It is easier to do the calculations using eV (electron-volt) units. The electron mass in eV units is mc² = 511,000 eV. The kinetic energy is
$$KE=\frac{1}{2}mv^2=\frac{1}{2}\beta^2mc^2$$
where v=βc and c = 3 x 10⁸ meters per second. So
$$\beta=\sqrt{\frac{2\cdot KE}{mc^2}}$$
So β = 0.03427, 0.04846, 0.05935, etc. for n=1, 2, 3, etc. and KE =n·300 eV.

When the electron is inside a drift tube, it is completely shielded from the applied voltage. You have to use an ac voltage and a drift tube so that when the applied voltage is the wrong polarity, the drift tube shields the electron, and the electron only "sees" the correct polarity voltage.

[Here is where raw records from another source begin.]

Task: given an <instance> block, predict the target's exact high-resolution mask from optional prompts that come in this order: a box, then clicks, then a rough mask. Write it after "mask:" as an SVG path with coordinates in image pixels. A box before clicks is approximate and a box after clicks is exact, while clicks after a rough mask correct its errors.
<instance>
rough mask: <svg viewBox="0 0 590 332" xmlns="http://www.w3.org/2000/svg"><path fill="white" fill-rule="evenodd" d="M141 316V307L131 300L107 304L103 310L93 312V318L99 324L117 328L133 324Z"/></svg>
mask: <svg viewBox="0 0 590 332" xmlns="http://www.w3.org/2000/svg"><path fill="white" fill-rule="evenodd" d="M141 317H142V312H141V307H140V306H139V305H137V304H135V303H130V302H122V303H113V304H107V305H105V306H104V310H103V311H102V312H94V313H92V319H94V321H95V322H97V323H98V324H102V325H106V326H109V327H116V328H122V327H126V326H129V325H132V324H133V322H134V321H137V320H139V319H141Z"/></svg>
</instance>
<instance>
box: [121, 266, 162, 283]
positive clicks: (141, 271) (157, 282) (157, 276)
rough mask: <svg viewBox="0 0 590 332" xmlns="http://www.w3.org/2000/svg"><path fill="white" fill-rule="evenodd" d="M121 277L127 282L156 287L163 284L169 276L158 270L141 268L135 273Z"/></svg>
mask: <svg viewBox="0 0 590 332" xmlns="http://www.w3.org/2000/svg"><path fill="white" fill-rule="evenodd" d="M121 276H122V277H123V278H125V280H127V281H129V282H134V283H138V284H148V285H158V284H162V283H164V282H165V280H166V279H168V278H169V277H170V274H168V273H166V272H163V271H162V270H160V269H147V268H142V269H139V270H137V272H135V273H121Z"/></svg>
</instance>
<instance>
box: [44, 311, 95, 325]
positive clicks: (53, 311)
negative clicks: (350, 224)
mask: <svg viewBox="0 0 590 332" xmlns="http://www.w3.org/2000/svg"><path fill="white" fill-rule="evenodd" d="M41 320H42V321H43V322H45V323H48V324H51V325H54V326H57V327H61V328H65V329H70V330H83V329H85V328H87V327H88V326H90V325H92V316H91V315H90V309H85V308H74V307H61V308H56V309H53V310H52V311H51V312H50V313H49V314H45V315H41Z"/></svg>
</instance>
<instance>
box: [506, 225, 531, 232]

[added] If you use an ac frequency of f = 100 MHz, the drift tube lengths are $L=\frac{\beta c}{2f}=$ 0.05141, 0.07269, .08903 meters etc.

 

[jsmith613]

It is easier to do the calculations using eV (electron-volt) units. The electron mass in eV units is mc² = 511,000 eV. The kinetic energy is
$$KE=\frac{1}{2}mv^2=\frac{1}{2}\beta^2mc^2$$
where v=βc and c = 3 x 10⁸ meters per second. So
$$\beta=\sqrt{\frac{2\cdot KE}{mc^2}}$$
So β = 0.03427, 0.04846, 0.05935, etc. for n=1, 2, 3, etc. and KE =n·300 eV.

When the electron is inside a drift tube, it is completely shielded from the applied voltage. You have to use an ac voltage and a drift tube so that when the applied voltage is the wrong polarity, the drift tube shields the electron, and the electron only "sees" the correct polarity voltage.

[added] If you use an ac frequency of f = 100 MHz, the drift tube lengths are $L=\frac{\beta c}{2f}=$ 0.05141, 0.07269, .08903 meters etc.

OK so a good way to see it is as follows:

tube 1 --> tube 2 - KE doubles
tube 2 --> tube 3 - KE * 1.5

so
Tube 1 = L
tube 2 = L*sqrt(2) = L-new
tube 3 = L-new * sqrt(1.5)

but this has answered by question so thanks a lot :)